Voilà un Scherzo qui ne s’en tient pas qu’au seul frémissement : encore Stefan Anton Reck lui infléchit-il un grand suspens, ciselant toujours incroyablement la nuance, remarquablement tendue. Un souple mystère magnifie le Trio central, d’une élégance rare, jamais chichiteuse, cependant. L'obstination du final affirme cette modernité insoupçonnée qu’un Hugo Wolf toujours défendit ardemment, et que trop de versions passent à la trappe. De fait, de nombreux aspects de l’œuvre souvent laissés pour compte se trouvent salutairement révélés par cette baguette. Dans une indicible intimité, le chef semble inviter l’Adagio plutôt que de le générer, un adagio qu’il fait sonner comme précurseur de ceux de Mahler (en plus digne, s’entend, la facture du cadet paraissant aisément débraillée par comparaison). Chaque détail trouve sa place dans une vue d’ensemble parfaitement architecturée. Profitant de la richesse des tutti qui demeure intégralement perceptible, contrastant avec la minutie des traits chambristes, idéalement nourris, Reck porte haut sans l’infatuer l’inspiration d’un épisode.
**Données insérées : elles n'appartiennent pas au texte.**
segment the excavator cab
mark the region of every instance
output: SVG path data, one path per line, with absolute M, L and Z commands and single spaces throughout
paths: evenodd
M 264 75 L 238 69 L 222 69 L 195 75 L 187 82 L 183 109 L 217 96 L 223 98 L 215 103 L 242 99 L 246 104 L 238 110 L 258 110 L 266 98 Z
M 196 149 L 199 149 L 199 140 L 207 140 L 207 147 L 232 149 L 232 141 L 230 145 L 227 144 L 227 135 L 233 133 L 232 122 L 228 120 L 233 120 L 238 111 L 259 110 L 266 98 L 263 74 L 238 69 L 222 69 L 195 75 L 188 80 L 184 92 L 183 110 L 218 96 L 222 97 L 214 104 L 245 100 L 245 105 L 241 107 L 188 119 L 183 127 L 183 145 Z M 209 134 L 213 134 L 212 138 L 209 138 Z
L’ultime chasser-croiser entre épique et intime – Feierlich, nicht schnell – conclut d’une verve grave cette exécution de très grande tenue, éloignant drastiquement cette pestilentielle grandiloquence dont eut trop à souffrir la musique de Bruckner. Ce soir, la démarche se situe à l’exact opposé, comme vous l’aurez compris, laissant parler l’œuvre en toute sa pureté (si l’on ose le mot) d’expression. Bref : un très grand moment.